We resolve the collision by applying the hash function with a small modification , this is called probing second time. Probing is nothing but finding location in hash table where we need place an element.

we apply the hash function if we find that the element is already picked we make a combination between `u` and finite set `[0,m-1]`

the worst time here to search an element is `O(m)` because we need to visit all the table to find that element.

assume the `X` is mean that slot is not empty and `N` is NULL (we can put element here).

``````h(k)        = 0
``````

`1` is NULL so I can put `k` in it.

``````h(k1)       = 1
h(k1 , 1)   = 5
h(k1 , 2)   = 6
``````

`h(k1)` is `1` but `1` is not free ( their is collision ) so we run hash function again we get `5` which also is not free , so we run it again with `2` we get `6` which is NULL.

same for searching assume we have the element we need `k1` is at slot `0`

``````h(k,0) = 2
h(k,1) = 6
h(k,2) = 3
...
h(k,7) = 0
``````

so I take `O(m)` to find it in worst case

assume the `k1` is at slot `5` instead of `7` so if I reach `h(k,5)` and find it `NULL` I stop because I know that this element is not presented , because if it's not `NULL` the hash function will occupy it for `k1`.

This is the case if no elements being deleting . If it's deleted I will continue searching (probing). So deletion will cause a problem so I will assign an element that mean oh there is an element let's say `D` here but it is deleted , and in insertion if I find `D` I will treat it as `NULL` so I place replace it with my element.
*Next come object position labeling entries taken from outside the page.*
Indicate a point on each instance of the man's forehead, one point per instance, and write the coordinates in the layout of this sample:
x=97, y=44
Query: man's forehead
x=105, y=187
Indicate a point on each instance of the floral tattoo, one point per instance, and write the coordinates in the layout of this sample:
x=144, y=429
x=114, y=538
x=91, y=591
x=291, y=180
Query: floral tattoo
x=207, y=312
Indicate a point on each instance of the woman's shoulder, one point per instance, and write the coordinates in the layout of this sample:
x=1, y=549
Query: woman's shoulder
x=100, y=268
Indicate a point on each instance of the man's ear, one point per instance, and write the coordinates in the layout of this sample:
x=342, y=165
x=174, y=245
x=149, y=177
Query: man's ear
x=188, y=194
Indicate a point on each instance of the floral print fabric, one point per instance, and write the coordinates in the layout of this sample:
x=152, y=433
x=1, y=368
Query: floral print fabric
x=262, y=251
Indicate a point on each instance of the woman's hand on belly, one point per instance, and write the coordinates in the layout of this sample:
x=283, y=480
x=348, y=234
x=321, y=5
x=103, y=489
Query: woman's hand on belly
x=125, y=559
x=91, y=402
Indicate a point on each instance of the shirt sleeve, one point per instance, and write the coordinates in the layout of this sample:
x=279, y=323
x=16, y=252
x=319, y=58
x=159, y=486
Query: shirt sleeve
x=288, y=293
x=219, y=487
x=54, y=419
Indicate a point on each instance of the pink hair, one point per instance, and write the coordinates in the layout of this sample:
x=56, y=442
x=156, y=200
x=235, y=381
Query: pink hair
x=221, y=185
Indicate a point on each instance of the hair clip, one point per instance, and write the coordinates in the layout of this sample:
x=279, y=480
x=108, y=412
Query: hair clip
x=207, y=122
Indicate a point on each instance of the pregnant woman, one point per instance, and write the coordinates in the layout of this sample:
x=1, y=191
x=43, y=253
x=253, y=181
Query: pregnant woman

In worst case if All elements are deleted and I need an element after them , so chaining is the best in this case.

### Linear probing

``````h : U --> {0 ... m-1}
``````

if I run `h(k) = a` so index is `a` , if `a` is not empty will I will take another hash function h prime`h'(k,i)=(h(k)+i) mod m` which is `h'(k,1) = ( h(k)+1) mod n = (a+1) mod m = a+1` and `h'(k,2) = ( h(k)+2) mod n = (a+2) mod m = a+2`

it's called linear probing because if the element at `a` is occupied it try `a+1` if it also occupied it will try`a+2` if it reach `m` it will start again from `0` to `a`

so if it start at `1` it will start from `1` and end at `0` `{1,2,3 ... m-1 , 0}` if it start at `k` it will end at `k-1`

the number of prob sequences is `m` . if 2 elements have the initial prob is the same it's called secondary clustering. Primary clustering is if a continuous block of memory is sequentially occupied it mean from `a` to `a+k` is filled , so the probability of inserting an element will be `k+1/m`

the worst search is `O(m)` but the average is constant `O(2.5)` their is a lot of proofs but they are hard and contain a lot of advanced probability theorems.

### Quadratic probing

`h'(k,i) = ( h(k) + c1*i + c2 i*i ) mod m`

the problem with quadratic probing is that we need to choose `c1 , c2 and m` in such a way that `h'(k,i)` will examine entire table.

### Double hashing

`h'(k) = ( h1(k) + i * h2(k) ) mod m`

if 2 elements have the same `h1` , `h2` probably will not be the same

selection of `h2(k)`

The secondary hash function `h2(k)` it should never yield an index of zero

• it should cycle through the whole table
• it should be very fast to compute
• it should be pair-wise independent of `h1(k)`
• The distribution characteristics of `h2(k)`are irrelevant. It is analogous to a random-number generator - it is only necessary that `h2(k)` be ’’relatively prime’’ to `m`.

In practice, if division hashing is used for both functions, the divisors are chosen as primes.